Karadeniz pastanesinin karşısında özel muayenehanesi olan doktorlar vardı. Tabelalara bakarak göz doktorunu buldum ve merdivenlerden çıkarak yarı açık kapıyı çalarak içeriye girdim. İçeride masada beyaz önlüklü bir bayan oturuyordu. Bayan; “Buyurun ne vardı?” demesiyle ben de başladım derdimi anlatmaya. “Doktor Hanım gözüme kılçık battı onun için gelmiştim” dedim. Derdimi anlattıktan sonra bayan; “Ben doktor değilim sekreteriyim. Doktor beye telefon açayım birazdan gelir sizi muayene eder” deyince öyle utandım ki. İlk defa özel doktorda muayeneye gelmiştim. Biraz acemilik biraz da köylü çocukluğunun verdiği eziklik nedeniyle beyaz önlük giyen bayanı doktor sanmışım.

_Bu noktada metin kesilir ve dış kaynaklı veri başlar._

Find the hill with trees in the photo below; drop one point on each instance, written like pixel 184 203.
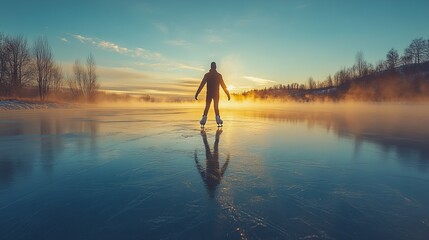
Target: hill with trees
pixel 396 78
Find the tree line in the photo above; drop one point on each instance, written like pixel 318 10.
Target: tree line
pixel 414 55
pixel 31 71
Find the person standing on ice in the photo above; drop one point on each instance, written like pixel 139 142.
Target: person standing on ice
pixel 213 80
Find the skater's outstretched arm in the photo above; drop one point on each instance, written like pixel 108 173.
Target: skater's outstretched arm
pixel 222 83
pixel 203 82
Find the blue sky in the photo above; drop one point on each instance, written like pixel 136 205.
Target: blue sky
pixel 164 47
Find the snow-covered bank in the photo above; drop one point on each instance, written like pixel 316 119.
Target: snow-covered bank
pixel 21 105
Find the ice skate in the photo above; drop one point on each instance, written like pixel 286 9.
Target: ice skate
pixel 219 121
pixel 203 121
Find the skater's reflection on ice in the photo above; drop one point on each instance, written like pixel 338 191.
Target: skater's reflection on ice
pixel 212 174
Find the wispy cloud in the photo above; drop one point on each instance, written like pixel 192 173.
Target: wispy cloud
pixel 213 37
pixel 259 81
pixel 179 43
pixel 170 66
pixel 83 39
pixel 162 28
pixel 104 44
pixel 112 46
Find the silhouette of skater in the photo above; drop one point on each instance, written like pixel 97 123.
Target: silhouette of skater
pixel 213 80
pixel 212 175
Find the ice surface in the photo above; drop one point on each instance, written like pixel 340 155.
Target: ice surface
pixel 151 173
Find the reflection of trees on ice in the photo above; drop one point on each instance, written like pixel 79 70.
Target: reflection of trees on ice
pixel 212 174
pixel 42 138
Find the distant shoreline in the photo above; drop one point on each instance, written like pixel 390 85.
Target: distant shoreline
pixel 15 104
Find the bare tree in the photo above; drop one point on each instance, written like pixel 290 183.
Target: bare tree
pixel 92 85
pixel 44 66
pixel 361 66
pixel 417 48
pixel 407 58
pixel 329 82
pixel 17 62
pixel 426 50
pixel 84 81
pixel 392 59
pixel 380 66
pixel 311 83
pixel 3 68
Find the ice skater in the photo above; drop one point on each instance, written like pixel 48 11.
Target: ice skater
pixel 213 80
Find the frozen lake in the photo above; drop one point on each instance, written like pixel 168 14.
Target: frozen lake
pixel 302 172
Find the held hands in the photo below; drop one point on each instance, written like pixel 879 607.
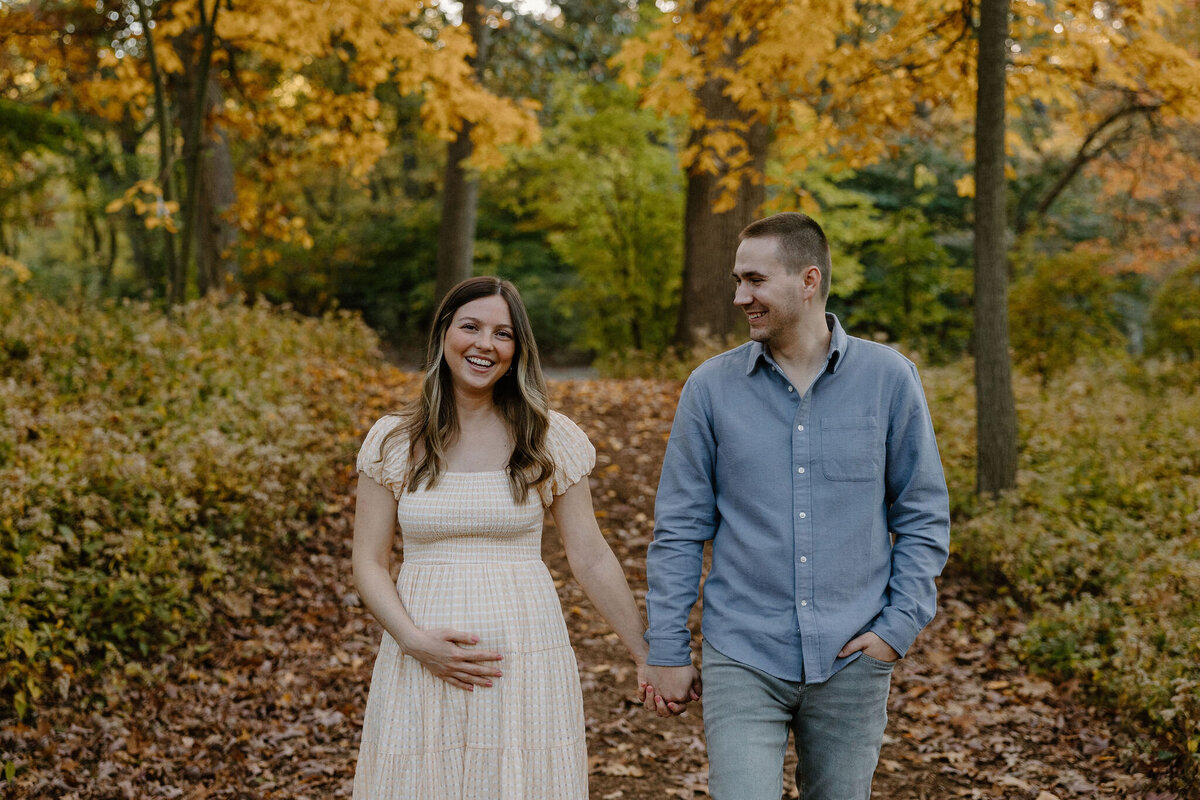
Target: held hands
pixel 448 655
pixel 667 690
pixel 871 645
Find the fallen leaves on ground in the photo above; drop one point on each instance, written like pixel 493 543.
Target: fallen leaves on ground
pixel 274 709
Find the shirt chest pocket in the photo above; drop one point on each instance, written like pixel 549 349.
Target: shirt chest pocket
pixel 851 449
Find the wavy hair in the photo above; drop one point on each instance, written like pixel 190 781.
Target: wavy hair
pixel 431 421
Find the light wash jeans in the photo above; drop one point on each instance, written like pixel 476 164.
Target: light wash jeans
pixel 838 728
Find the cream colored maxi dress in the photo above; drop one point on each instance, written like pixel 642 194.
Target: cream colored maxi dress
pixel 473 563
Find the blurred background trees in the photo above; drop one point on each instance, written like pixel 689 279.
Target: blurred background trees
pixel 603 154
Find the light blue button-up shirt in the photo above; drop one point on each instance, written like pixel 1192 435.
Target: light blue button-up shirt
pixel 802 492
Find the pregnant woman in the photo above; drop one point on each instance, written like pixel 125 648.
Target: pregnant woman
pixel 475 692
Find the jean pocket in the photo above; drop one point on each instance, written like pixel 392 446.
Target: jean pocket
pixel 851 449
pixel 877 662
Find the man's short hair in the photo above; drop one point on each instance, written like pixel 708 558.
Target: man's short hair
pixel 801 242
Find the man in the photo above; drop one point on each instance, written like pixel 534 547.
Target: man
pixel 807 457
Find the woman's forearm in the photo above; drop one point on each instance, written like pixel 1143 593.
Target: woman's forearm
pixel 604 582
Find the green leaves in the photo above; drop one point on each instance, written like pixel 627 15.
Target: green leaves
pixel 151 463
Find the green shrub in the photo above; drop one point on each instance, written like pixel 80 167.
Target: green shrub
pixel 1061 310
pixel 148 465
pixel 1175 314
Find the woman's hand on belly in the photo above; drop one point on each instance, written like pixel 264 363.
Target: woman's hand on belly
pixel 451 656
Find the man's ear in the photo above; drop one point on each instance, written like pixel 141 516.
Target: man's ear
pixel 813 280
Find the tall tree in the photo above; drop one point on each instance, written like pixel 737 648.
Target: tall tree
pixel 292 86
pixel 460 191
pixel 995 405
pixel 712 222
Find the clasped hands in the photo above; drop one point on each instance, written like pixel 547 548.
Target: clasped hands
pixel 667 690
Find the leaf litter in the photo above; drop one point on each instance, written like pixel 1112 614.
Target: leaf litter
pixel 274 709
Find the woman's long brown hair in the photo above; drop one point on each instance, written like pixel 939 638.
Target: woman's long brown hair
pixel 431 421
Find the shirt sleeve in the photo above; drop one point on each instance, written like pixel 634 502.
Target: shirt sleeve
pixel 384 464
pixel 573 453
pixel 918 517
pixel 684 518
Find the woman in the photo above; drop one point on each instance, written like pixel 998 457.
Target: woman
pixel 475 691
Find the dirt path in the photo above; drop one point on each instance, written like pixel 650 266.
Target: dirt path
pixel 274 709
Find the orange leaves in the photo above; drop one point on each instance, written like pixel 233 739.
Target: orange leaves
pixel 148 203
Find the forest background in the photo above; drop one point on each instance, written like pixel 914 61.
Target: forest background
pixel 160 161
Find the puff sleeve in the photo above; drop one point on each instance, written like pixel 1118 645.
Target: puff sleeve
pixel 573 453
pixel 384 467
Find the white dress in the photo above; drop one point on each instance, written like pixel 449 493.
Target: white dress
pixel 473 563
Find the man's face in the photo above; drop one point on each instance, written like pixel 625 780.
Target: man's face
pixel 771 296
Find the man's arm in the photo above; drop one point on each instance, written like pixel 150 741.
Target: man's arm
pixel 918 517
pixel 684 518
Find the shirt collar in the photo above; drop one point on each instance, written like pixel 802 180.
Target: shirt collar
pixel 838 343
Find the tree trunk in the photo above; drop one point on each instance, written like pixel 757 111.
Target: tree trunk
pixel 174 288
pixel 460 208
pixel 215 235
pixel 711 239
pixel 460 193
pixel 995 407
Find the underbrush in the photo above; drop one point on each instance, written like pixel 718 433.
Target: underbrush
pixel 1101 540
pixel 150 470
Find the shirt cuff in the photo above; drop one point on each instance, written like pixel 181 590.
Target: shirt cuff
pixel 667 650
pixel 897 629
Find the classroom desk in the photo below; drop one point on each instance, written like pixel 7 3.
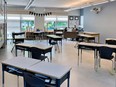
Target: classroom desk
pixel 95 47
pixel 20 63
pixel 58 72
pixel 87 37
pixel 55 71
pixel 93 34
pixel 27 46
pixel 111 41
pixel 39 34
pixel 55 38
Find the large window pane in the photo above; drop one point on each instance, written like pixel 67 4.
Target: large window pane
pixel 13 24
pixel 50 25
pixel 27 22
pixel 56 22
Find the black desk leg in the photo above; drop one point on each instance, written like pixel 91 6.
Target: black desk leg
pixel 81 56
pixel 51 56
pixel 3 75
pixel 15 50
pixel 68 82
pixel 78 57
pixel 115 63
pixel 57 82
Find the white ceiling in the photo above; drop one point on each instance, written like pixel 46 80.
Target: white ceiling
pixel 54 3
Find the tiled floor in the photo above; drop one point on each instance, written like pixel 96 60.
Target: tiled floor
pixel 81 76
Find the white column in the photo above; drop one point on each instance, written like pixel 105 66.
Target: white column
pixel 39 22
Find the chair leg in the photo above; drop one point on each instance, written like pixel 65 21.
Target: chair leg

Derken doktor bey çabuk geldi ve muayenesinin ardından gözümdeki kılçığı tereyağından kıl çeker gibi çıkardı ve birkaç tane de ilaç yazdı. Muayene param, ilaç ve geri dönüş yol param ucu ucuna yetmişti. Ayrıca cebimdeki bozuk paralara baktım iki somun, iki de Nevşeer simidi alacak param kalmıştı. Meteris’deki fırından somun ve simit alıp birazını da yolda yiyerek Gülşehir dolmuşlarına bindim. Gülşehir’de indim ve aynı şekilde Hacıbektaş istikametine giden arabalardan birini durdurarak Gümüşkent yol ayrımında inip yürüyerek nihayet eve gelebildim. Bir yaramazlığın sonu nelere mal olmuştu vay be. Şimdi o günleri hasretle yad ediyorum.